17.2- The Penalty For Demurrages And Containers The Supplier should send copies of Shipping Documents concerning the consignment to the Company immediately after shipping the Materials, through Fax, E-Mail or through the Fast Mail. Any delays in sending the Shipping Documents or differences/discrepancies in the Documents, create delays in the clearance of the Materials from customs, the Supplier shall bear all costs attributed to this Delay and the Company reserves the Right to deduct these charges from the Supplier's Invoices due for Payment or any other amount payable to the Supplier.

18- Warranty And Rejection :

The Supplier Warrants That :

18.1- Upon Delivery to the Company, the Supplier shall convey clear title to the Materials free of any Lien, Encumbrance or Security interest.

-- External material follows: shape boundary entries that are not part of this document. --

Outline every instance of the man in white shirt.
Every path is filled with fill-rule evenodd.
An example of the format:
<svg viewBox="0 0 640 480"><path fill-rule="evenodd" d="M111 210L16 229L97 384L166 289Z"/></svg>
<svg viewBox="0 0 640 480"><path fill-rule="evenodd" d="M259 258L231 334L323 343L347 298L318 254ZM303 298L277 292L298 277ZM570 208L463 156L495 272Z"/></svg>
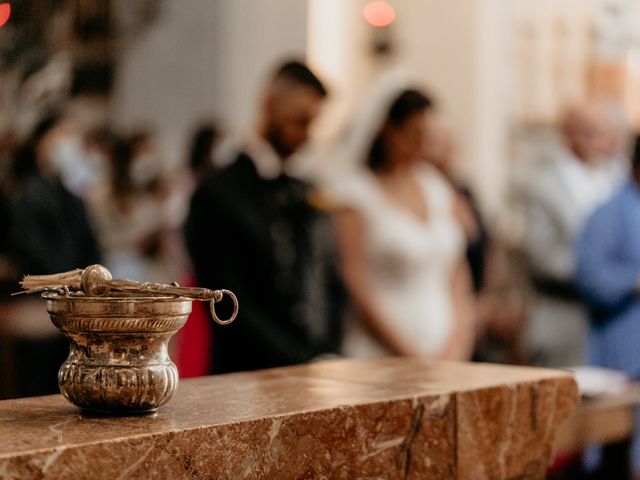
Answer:
<svg viewBox="0 0 640 480"><path fill-rule="evenodd" d="M572 283L574 244L586 218L626 177L625 162L612 151L612 130L604 105L570 108L562 124L565 148L527 191L524 250L536 296L524 345L536 365L584 363L587 315Z"/></svg>

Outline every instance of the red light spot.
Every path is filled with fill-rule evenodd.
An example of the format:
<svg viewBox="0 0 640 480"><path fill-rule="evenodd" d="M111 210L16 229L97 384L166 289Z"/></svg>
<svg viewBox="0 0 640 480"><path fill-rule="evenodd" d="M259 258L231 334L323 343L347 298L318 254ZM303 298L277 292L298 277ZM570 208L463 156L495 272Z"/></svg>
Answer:
<svg viewBox="0 0 640 480"><path fill-rule="evenodd" d="M386 27L396 19L396 11L387 2L368 3L362 11L364 19L374 27Z"/></svg>
<svg viewBox="0 0 640 480"><path fill-rule="evenodd" d="M5 23L9 21L11 16L11 4L0 3L0 27L3 27Z"/></svg>

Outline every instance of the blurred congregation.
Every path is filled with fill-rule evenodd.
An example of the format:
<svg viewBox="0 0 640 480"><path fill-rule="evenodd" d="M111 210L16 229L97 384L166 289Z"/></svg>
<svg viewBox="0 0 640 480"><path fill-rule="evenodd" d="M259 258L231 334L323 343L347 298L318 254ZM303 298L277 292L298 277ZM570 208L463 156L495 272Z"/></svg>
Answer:
<svg viewBox="0 0 640 480"><path fill-rule="evenodd" d="M19 280L94 263L236 293L224 328L194 303L181 377L393 355L640 378L639 1L0 21L0 398L56 393L68 353Z"/></svg>

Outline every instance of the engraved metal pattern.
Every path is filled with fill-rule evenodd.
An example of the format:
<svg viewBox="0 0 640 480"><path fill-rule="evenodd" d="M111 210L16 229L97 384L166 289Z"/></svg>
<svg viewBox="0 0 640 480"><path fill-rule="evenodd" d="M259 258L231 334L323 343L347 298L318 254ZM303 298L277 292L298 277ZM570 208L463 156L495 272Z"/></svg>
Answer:
<svg viewBox="0 0 640 480"><path fill-rule="evenodd" d="M75 405L110 413L151 412L178 386L169 339L185 324L191 300L176 297L43 295L51 320L67 337L58 372Z"/></svg>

18.2- The Materials shall conform to the Company Data and shall be new and unused, of high quality and workmanship within generally recognized industry standards and shall be fit for the purpose or use for which they are intended to the extent such purpose or use is known or reasonable should be known to the Supplier.

18.3- The Materials shall be free from Repair, Rectification work or Rework. The Company reserves the Sole Right to approve such work on ordered Materials. In case it is discovered that such work has been performed without the Approval after Delivery to the Company, it shall be considered sufficient causes for cancellation of the Purchase Order and treated under Article Number Eight (8) of these Terms and Conditions.

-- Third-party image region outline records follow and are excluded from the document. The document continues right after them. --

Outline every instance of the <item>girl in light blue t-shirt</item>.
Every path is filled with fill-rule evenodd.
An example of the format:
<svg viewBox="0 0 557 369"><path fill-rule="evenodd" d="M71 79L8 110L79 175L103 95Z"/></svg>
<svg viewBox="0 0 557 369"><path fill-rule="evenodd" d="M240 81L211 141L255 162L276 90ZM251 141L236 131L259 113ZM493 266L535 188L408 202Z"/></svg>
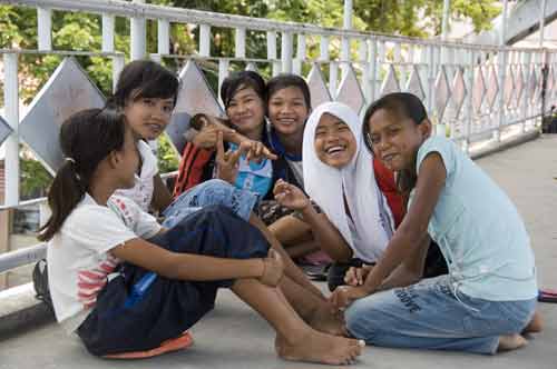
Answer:
<svg viewBox="0 0 557 369"><path fill-rule="evenodd" d="M478 353L519 348L526 343L520 333L540 329L532 320L536 268L525 225L505 192L431 131L413 94L387 94L368 109L365 143L398 173L408 213L377 266L350 271L352 286L331 301L346 308L353 336L377 346ZM430 238L449 273L420 281Z"/></svg>

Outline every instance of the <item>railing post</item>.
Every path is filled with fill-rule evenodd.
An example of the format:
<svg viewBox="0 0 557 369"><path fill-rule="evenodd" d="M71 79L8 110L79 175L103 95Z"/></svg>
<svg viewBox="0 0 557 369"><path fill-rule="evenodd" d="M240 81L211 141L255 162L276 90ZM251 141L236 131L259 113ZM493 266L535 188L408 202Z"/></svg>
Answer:
<svg viewBox="0 0 557 369"><path fill-rule="evenodd" d="M211 56L211 26L199 26L199 56Z"/></svg>
<svg viewBox="0 0 557 369"><path fill-rule="evenodd" d="M218 60L218 90L221 91L221 86L223 86L223 82L226 77L228 77L228 68L229 68L229 60L228 59L219 59ZM218 93L218 102L221 102L221 107L224 109L224 101L221 99L221 93Z"/></svg>
<svg viewBox="0 0 557 369"><path fill-rule="evenodd" d="M52 10L37 8L37 28L39 50L52 50Z"/></svg>
<svg viewBox="0 0 557 369"><path fill-rule="evenodd" d="M302 74L302 62L305 60L305 34L297 34L296 59L292 66L292 70L296 74Z"/></svg>
<svg viewBox="0 0 557 369"><path fill-rule="evenodd" d="M144 3L145 0L134 0L135 3ZM134 17L130 19L130 58L131 60L144 59L147 52L147 32L145 18Z"/></svg>
<svg viewBox="0 0 557 369"><path fill-rule="evenodd" d="M236 58L245 58L245 28L236 28L234 49L234 56Z"/></svg>
<svg viewBox="0 0 557 369"><path fill-rule="evenodd" d="M281 72L281 63L276 61L276 32L267 31L267 59L272 60L273 77Z"/></svg>
<svg viewBox="0 0 557 369"><path fill-rule="evenodd" d="M282 32L281 37L282 72L292 73L292 33Z"/></svg>
<svg viewBox="0 0 557 369"><path fill-rule="evenodd" d="M102 52L114 52L114 16L102 14Z"/></svg>
<svg viewBox="0 0 557 369"><path fill-rule="evenodd" d="M167 19L157 21L157 52L159 54L170 53L170 22Z"/></svg>
<svg viewBox="0 0 557 369"><path fill-rule="evenodd" d="M18 81L18 54L3 54L4 86L3 99L6 121L13 132L4 142L6 148L6 200L7 206L19 203L19 81Z"/></svg>

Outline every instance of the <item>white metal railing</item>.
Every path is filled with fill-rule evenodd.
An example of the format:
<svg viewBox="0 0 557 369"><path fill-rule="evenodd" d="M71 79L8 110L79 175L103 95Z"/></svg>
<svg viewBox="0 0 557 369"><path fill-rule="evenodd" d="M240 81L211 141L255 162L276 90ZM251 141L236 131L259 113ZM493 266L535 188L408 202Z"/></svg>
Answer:
<svg viewBox="0 0 557 369"><path fill-rule="evenodd" d="M551 104L557 103L557 50L423 40L118 0L0 0L0 3L37 8L38 17L38 50L0 50L4 67L3 118L12 130L4 142L6 201L0 211L27 203L21 202L19 196L19 56L49 53L107 58L113 61L114 86L116 76L124 67L124 54L115 50L115 17L130 20L131 59L150 57L158 61L166 58L214 61L218 64L219 84L228 74L231 63L242 61L247 63L247 68L268 64L272 74L302 73L312 69L312 72L315 71L313 77L317 76L315 83L323 82L332 99L345 101L358 110L391 91L413 92L423 99L428 112L438 121L439 130L450 131L451 138L461 142L465 149L486 136L500 139L500 132L509 126L519 124L524 131L539 120L543 107L547 112ZM101 49L52 50L52 11L99 14L102 23ZM155 54L146 52L146 22L157 24ZM175 23L199 28L195 54L169 53L169 34ZM346 24L350 26L345 21ZM234 54L224 58L211 54L212 28L215 27L234 30ZM265 32L266 58L247 54L248 31ZM352 52L351 46L356 46ZM317 49L319 57L310 58L310 48ZM543 101L544 67L549 68L549 78L546 78L548 82ZM329 72L323 79L325 69ZM313 84L311 87L314 88ZM32 255L39 253L35 250ZM25 259L20 257L18 255L18 260ZM2 258L0 272L13 267L6 261L10 259L9 255ZM35 257L25 260L32 262Z"/></svg>

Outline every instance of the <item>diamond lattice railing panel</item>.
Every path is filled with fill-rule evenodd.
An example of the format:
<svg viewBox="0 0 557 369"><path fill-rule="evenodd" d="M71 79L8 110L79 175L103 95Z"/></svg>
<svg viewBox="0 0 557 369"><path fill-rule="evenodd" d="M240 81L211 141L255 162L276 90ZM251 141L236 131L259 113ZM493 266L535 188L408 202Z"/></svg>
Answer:
<svg viewBox="0 0 557 369"><path fill-rule="evenodd" d="M447 109L447 104L449 103L451 93L444 67L441 67L441 70L439 70L434 87L437 119L440 122L443 118L444 110Z"/></svg>
<svg viewBox="0 0 557 369"><path fill-rule="evenodd" d="M348 104L359 113L365 104L365 97L352 66L345 64L343 68L345 68L344 76L336 92L336 101Z"/></svg>
<svg viewBox="0 0 557 369"><path fill-rule="evenodd" d="M195 61L187 62L180 71L179 78L182 80L180 90L166 133L170 137L176 150L182 153L186 146L184 134L189 128L189 119L201 112L221 117L224 111Z"/></svg>
<svg viewBox="0 0 557 369"><path fill-rule="evenodd" d="M315 109L323 102L331 101L331 93L326 88L325 78L317 63L314 63L306 78L312 99L312 108Z"/></svg>
<svg viewBox="0 0 557 369"><path fill-rule="evenodd" d="M426 92L420 79L420 71L417 66L412 66L412 72L407 83L407 92L416 94L420 100L426 100Z"/></svg>
<svg viewBox="0 0 557 369"><path fill-rule="evenodd" d="M528 98L531 103L536 103L538 97L538 74L536 73L536 68L530 71L530 77L528 78Z"/></svg>
<svg viewBox="0 0 557 369"><path fill-rule="evenodd" d="M452 81L452 107L455 108L455 118L459 117L468 90L466 89L462 68L459 68Z"/></svg>
<svg viewBox="0 0 557 369"><path fill-rule="evenodd" d="M481 104L483 102L483 96L486 94L486 82L483 80L483 69L478 67L476 69L476 76L473 78L472 87L472 106L476 113L480 112Z"/></svg>
<svg viewBox="0 0 557 369"><path fill-rule="evenodd" d="M19 134L50 172L62 164L58 133L72 113L102 108L105 97L74 58L66 58L35 97Z"/></svg>
<svg viewBox="0 0 557 369"><path fill-rule="evenodd" d="M381 96L385 96L392 92L400 91L399 79L397 78L397 71L392 64L389 64L387 76L381 84Z"/></svg>
<svg viewBox="0 0 557 369"><path fill-rule="evenodd" d="M507 68L502 96L505 106L510 107L515 97L515 73L510 66Z"/></svg>
<svg viewBox="0 0 557 369"><path fill-rule="evenodd" d="M499 93L499 82L497 81L497 70L494 66L489 66L489 77L488 77L488 86L486 99L488 103L489 110L494 108L495 100L497 99L497 94Z"/></svg>
<svg viewBox="0 0 557 369"><path fill-rule="evenodd" d="M517 106L520 106L521 103L520 99L522 98L522 92L525 87L524 72L521 66L515 66L514 76L515 76L515 101Z"/></svg>
<svg viewBox="0 0 557 369"><path fill-rule="evenodd" d="M0 117L0 146L2 146L3 141L8 138L8 136L10 136L12 131L13 130L11 129L10 124L8 124L8 122L2 117Z"/></svg>

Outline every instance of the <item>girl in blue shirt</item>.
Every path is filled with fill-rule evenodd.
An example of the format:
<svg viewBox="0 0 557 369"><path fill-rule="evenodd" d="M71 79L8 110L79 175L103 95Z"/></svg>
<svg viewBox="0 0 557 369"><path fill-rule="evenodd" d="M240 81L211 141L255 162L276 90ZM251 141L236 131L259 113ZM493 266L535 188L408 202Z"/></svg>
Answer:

18.4- If the Materials are sold by sample, they shall conform to the sample.

18.5- If the Materials are found not to conform to the foregoing warrantees at any time within Eighteen (18) months following Delivery to the Port of Export or Twelve (12) months from the commencement of use in the Kingdom of Saudi Arabia, whichever is late، the Company may require the Supplier to repair or replace non-conforming Materials at Supplier's cost including the cost of Transportation. Should the Supplier fail to repair or replace non-conforming Material within a period of Thirty (30) days from the Date of Notification, the Company may repair or replace such Materials either itself or through others and charge the cost thereof to the Supplier.

18.6- If at any time prior to or within the six (6) months following Delivery to the Company in Saudi Arabia, the Company determined that the Materials or any portion thereof, or their Tender are not strictly in conformance with the Terms of the Order, the Company may reject, refuse acceptance or revoke acceptance of any or all of the Materials or Tender thereof and cancel the Order without any obligation to the Supplier. In addition, the Company may, at any time, revoke its acceptance of the Materials should the Company discover Latent Defects in the Materials or any part thereof, and procure the Materials from another source if the Supplier fail to repair the Materials within thirty (30) days, all costs incurred by the Company as a result of such cancellation shall be for the Supplier's Account.

18.7- The Supplier shall withdraw the rejected Materials within one (1) month from Date of Notification and to supply the replacement and in the event that the Supplier fails, stocking charges will be computed at the rate of one per cent (1%) from the Value of the rejected Materials for each week from the Date of Notification and the Company reserves the Right to deduct these charges from any payment due to Supplier.

18.8- If the Supplier fails to withdraw the rejected Materials, within three (3) months from the Date of Notification, the rejected Materials shall become the property of the Company and the Company shall have the Right to dispose them in the appropriate way and the Supplier shall have no right to claim for any compensation.

19- Performance Bond :

The Supplier shall be obliged to submit a Performance Bond at five per cent (5%) of the Purchase Order Value if the Order Value exceeds One Million Riyals or its equivalent, within ten (10) days from the Date of Receipt of the Order as a step to return back the initial Bid Bond. The Final Performance Bond shall be valid for Three (3) months, from the Date of receiving the last Shipment at the Company's Warehouses.